Maybe one of the great unknown – unrecognized – truths of life is that light always dawns, eventually; that there is no such thing as a perpetual darkness of soul. I know that in my own case the darkness only existed because I refused the light. I simply did not want the light. I had been in the cocoon of darkness for so long I thought that it was light. – Joan Chittester, Called to Question

Science has shown that the old “boiling frog” story is incorrect. The canard goes like this, “if you place a frog in cold water and then slowly heat it, the frog will simply adjust and then be boiled alive”. In truth, frogs (like people) do jump out before death, if they can escape the container. But the metaphor still holds. We often allow ourselves to become acclimated to disastrous change because we simply do not perceive the threat until it is too late. Faith is similarly subject to such a death because faith requires practice: the practices of worship, study, prayer, and fellowship with our sisters and brothers is crucial to maintaining and growing our faith lives. Without such practices, our faith, our trust in God, our sense of the presence of God will wither and become weak and faint.

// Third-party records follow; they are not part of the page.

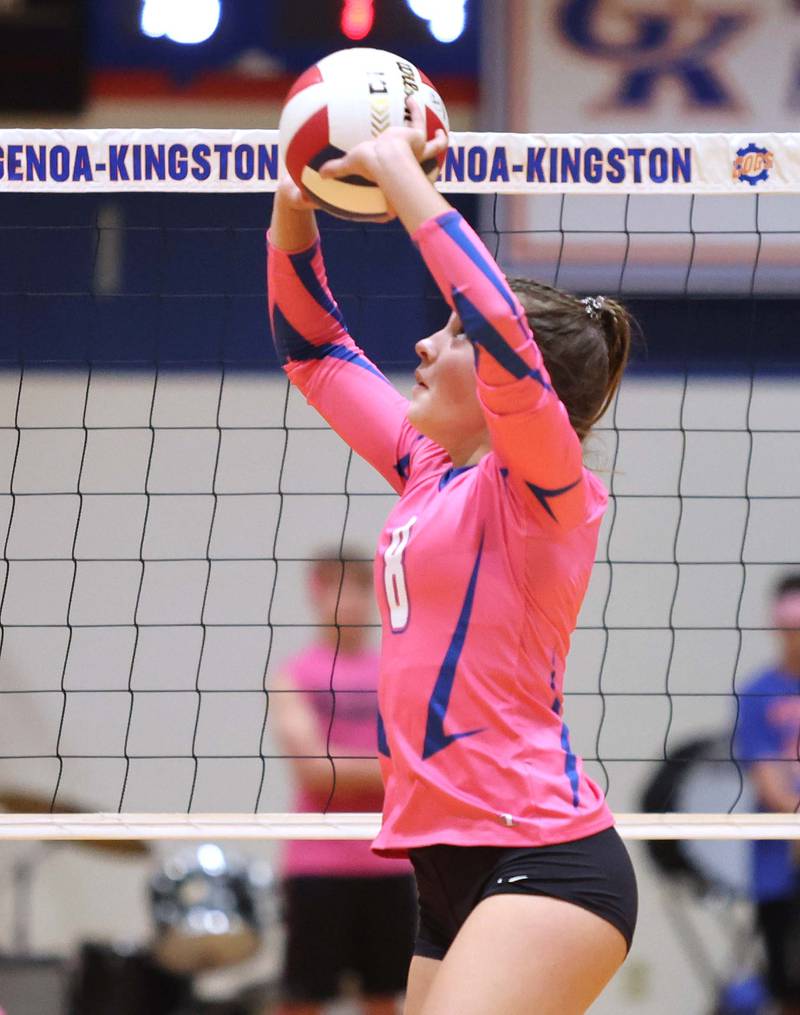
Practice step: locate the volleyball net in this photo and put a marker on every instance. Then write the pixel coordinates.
(162, 489)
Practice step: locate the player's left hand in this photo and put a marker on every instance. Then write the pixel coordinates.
(367, 158)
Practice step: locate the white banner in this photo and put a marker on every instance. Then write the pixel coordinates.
(239, 161)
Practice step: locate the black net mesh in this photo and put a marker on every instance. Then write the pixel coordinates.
(163, 490)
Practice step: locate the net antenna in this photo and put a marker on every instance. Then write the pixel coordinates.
(164, 487)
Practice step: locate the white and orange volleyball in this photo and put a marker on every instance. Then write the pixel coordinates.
(347, 97)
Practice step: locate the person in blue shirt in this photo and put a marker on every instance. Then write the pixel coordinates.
(768, 744)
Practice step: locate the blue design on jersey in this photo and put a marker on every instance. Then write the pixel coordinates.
(452, 223)
(571, 763)
(383, 743)
(304, 268)
(543, 495)
(291, 345)
(436, 738)
(479, 330)
(452, 473)
(403, 466)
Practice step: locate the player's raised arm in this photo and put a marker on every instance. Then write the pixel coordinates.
(317, 351)
(539, 396)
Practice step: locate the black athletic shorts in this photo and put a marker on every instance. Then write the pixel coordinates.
(348, 926)
(779, 921)
(594, 873)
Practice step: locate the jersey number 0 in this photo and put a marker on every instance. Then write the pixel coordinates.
(394, 576)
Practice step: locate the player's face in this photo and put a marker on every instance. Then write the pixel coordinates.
(444, 402)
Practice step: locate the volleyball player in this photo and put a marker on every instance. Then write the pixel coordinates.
(768, 741)
(348, 912)
(527, 894)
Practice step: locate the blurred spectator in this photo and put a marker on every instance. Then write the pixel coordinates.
(348, 912)
(768, 741)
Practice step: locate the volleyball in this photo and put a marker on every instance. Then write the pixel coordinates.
(347, 97)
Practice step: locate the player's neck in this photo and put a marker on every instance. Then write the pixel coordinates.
(469, 454)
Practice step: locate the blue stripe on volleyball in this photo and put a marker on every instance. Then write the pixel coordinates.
(303, 264)
(479, 330)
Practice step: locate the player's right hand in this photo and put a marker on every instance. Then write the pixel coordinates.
(292, 196)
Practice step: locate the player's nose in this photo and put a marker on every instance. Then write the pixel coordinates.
(425, 349)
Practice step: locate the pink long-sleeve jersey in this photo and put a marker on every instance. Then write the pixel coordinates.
(480, 570)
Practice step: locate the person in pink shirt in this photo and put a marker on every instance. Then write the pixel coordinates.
(527, 895)
(348, 911)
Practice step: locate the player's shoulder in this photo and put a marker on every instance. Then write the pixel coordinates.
(585, 499)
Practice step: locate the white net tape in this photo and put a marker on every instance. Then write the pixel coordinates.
(213, 161)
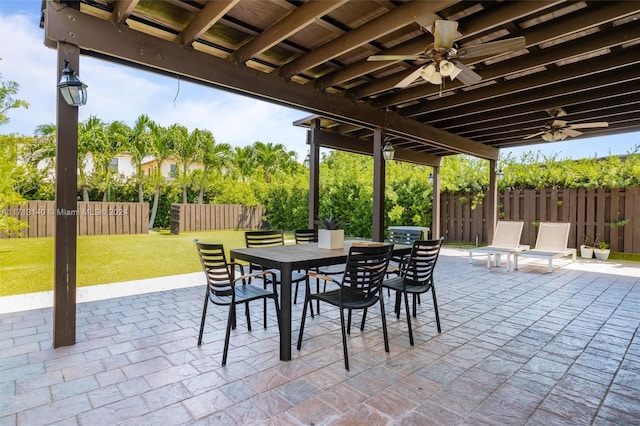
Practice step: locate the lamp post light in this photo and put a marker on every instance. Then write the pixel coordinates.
(388, 151)
(72, 89)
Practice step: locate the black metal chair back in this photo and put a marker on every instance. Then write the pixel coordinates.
(263, 238)
(404, 236)
(217, 271)
(419, 266)
(360, 289)
(226, 290)
(364, 272)
(416, 277)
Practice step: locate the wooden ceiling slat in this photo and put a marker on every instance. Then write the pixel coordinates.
(102, 38)
(390, 21)
(212, 12)
(299, 18)
(122, 10)
(320, 47)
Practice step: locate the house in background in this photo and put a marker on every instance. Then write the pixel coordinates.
(169, 167)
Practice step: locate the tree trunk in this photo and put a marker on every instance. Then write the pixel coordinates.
(154, 208)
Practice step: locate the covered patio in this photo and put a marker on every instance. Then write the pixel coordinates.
(524, 347)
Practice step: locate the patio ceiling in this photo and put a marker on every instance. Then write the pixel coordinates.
(580, 55)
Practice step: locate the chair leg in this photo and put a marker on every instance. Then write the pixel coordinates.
(204, 316)
(384, 324)
(364, 318)
(228, 334)
(246, 311)
(344, 339)
(406, 308)
(307, 301)
(435, 307)
(415, 305)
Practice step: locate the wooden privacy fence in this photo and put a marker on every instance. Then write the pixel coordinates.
(612, 216)
(94, 218)
(211, 217)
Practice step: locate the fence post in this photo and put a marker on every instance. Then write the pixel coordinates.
(175, 219)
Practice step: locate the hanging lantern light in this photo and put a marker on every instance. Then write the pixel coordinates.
(72, 89)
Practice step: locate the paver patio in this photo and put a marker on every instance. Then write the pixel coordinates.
(520, 347)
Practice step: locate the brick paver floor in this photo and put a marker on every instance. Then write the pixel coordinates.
(517, 348)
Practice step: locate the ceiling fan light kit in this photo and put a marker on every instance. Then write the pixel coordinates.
(558, 130)
(448, 69)
(442, 53)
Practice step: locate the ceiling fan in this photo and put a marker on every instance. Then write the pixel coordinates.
(558, 130)
(442, 52)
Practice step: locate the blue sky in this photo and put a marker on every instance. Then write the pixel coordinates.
(121, 93)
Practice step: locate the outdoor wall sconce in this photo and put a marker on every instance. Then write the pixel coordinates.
(387, 151)
(72, 89)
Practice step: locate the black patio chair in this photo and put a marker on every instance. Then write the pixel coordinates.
(416, 277)
(307, 236)
(404, 237)
(359, 289)
(224, 289)
(270, 238)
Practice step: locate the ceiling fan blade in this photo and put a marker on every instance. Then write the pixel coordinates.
(589, 125)
(395, 57)
(493, 48)
(534, 135)
(444, 34)
(570, 132)
(409, 78)
(467, 76)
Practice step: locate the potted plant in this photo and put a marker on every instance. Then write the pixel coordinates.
(602, 250)
(330, 233)
(586, 249)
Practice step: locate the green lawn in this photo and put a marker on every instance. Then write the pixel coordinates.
(26, 265)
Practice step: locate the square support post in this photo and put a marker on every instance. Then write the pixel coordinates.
(378, 186)
(314, 171)
(492, 202)
(66, 205)
(435, 206)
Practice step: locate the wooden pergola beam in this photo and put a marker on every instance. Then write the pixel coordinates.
(290, 24)
(388, 22)
(99, 37)
(211, 13)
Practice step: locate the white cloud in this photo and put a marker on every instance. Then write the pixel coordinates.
(122, 93)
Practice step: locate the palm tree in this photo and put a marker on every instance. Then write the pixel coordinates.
(244, 161)
(185, 147)
(117, 134)
(140, 146)
(213, 156)
(91, 133)
(161, 150)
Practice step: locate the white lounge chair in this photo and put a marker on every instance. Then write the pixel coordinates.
(506, 240)
(551, 243)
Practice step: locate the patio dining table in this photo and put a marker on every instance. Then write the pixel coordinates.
(288, 258)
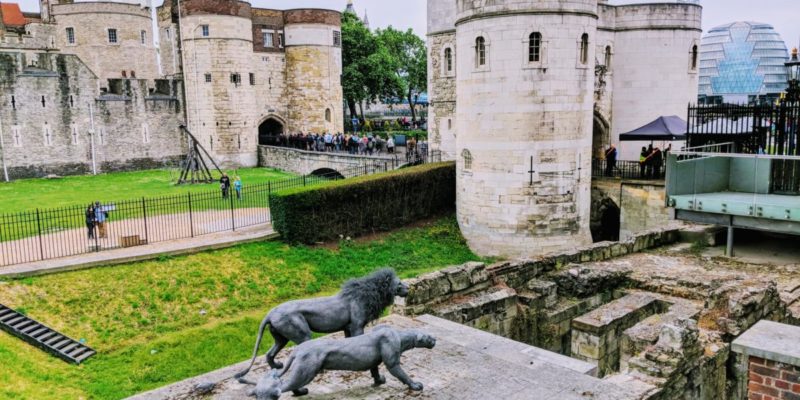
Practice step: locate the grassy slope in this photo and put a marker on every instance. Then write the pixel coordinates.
(29, 194)
(145, 318)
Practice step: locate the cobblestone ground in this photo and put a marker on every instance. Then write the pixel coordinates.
(129, 232)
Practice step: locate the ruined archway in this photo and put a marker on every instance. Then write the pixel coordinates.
(601, 136)
(269, 131)
(605, 220)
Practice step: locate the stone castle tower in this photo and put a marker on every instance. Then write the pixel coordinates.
(525, 92)
(107, 84)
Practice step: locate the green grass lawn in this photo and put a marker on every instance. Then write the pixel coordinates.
(145, 318)
(30, 194)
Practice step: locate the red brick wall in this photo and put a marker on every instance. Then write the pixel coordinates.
(770, 380)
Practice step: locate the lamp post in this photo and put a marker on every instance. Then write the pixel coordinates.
(793, 69)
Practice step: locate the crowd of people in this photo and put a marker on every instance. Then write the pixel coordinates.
(651, 159)
(349, 143)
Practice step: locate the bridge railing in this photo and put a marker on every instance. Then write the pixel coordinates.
(51, 233)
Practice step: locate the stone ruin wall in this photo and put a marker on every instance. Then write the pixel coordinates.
(673, 338)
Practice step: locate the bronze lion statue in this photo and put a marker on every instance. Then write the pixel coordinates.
(383, 345)
(360, 302)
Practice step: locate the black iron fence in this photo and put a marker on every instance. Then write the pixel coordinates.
(753, 129)
(45, 234)
(628, 170)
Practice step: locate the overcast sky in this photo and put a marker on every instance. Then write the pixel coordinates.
(784, 15)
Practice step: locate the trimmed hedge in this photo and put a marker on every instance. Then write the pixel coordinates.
(362, 205)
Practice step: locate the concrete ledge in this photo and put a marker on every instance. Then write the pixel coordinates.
(140, 253)
(772, 341)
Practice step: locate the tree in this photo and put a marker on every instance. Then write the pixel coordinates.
(367, 66)
(409, 64)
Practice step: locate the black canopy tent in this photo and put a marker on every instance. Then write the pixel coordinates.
(663, 128)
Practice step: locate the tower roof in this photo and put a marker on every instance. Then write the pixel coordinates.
(350, 7)
(12, 15)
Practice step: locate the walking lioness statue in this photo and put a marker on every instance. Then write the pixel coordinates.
(383, 345)
(360, 302)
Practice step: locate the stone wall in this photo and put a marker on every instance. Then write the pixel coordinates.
(635, 324)
(108, 60)
(641, 207)
(47, 122)
(768, 362)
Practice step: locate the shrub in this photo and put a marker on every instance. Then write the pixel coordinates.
(353, 207)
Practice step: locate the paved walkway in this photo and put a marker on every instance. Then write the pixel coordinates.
(465, 364)
(144, 252)
(125, 233)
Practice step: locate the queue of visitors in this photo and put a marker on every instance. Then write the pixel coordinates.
(347, 143)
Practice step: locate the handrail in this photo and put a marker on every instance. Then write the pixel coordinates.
(736, 155)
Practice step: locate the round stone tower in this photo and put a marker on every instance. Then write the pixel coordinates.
(525, 109)
(217, 46)
(313, 70)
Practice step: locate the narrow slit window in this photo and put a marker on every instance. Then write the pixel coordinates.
(584, 48)
(480, 51)
(535, 47)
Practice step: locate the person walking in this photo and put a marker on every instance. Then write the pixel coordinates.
(643, 162)
(225, 185)
(237, 186)
(90, 220)
(658, 161)
(611, 160)
(100, 217)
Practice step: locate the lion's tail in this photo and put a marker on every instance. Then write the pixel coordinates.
(261, 329)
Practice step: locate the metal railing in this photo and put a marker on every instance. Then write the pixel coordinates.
(628, 170)
(45, 234)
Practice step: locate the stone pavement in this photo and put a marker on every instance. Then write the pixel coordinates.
(466, 364)
(139, 253)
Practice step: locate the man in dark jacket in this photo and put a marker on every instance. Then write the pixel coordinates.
(225, 185)
(611, 160)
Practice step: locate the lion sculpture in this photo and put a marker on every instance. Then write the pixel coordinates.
(383, 345)
(360, 302)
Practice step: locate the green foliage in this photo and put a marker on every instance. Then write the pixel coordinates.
(410, 63)
(363, 205)
(367, 72)
(145, 318)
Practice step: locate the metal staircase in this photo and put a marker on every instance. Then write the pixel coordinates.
(43, 337)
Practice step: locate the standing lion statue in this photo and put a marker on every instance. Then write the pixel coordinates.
(360, 302)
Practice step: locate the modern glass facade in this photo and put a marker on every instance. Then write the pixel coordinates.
(742, 62)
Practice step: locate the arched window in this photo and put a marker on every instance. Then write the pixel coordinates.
(585, 48)
(467, 159)
(480, 51)
(535, 47)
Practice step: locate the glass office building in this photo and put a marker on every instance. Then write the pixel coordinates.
(742, 63)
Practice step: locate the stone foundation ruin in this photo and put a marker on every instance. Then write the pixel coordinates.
(660, 322)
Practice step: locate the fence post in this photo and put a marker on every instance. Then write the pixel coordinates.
(233, 218)
(39, 229)
(144, 214)
(191, 220)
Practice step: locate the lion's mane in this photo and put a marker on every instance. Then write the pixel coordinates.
(374, 292)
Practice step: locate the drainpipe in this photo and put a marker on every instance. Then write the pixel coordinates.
(91, 137)
(2, 153)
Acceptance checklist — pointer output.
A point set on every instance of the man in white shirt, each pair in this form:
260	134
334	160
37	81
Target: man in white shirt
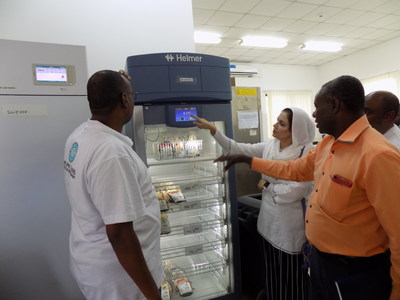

This Sunday we lit the Advent candle associated with peace. Peace also takes practice because we live in a violent world. A number of years ago, a wonderful theologian and teacher, Dr. Mary E. Hunt, observed that “violence is the norm and justice is episodic”. I was astonished to discover that I too was under the delusion that this world is a just place that is occasionally beset by episodes of violence and war. The more I pondered her assertion, the more I began to recognize that peace – real peace – not white-knuckled, hold-your-breath until its’ over “peace” – is not only episodic, it is a bit rare. Like most rare things, peace requires consistent attention and extravagant nurture. We can only become peacemakers when we commit to it with all our hearts, minds, and bodies. And we have to practice it with small things in order to be able to practice it when the stakes are higher and the choices more narrow. It isn’t easy. Most of us – me for sure – will fail on a regular basis. We will lash out at those we love, bear grudges against coworkers who treat us badly, and offer unbridled scorn to those with whom we do not agree.

As we wait for the birth of the Christ child, may we all become better peacemakers, one day, one hour, one candle at a time.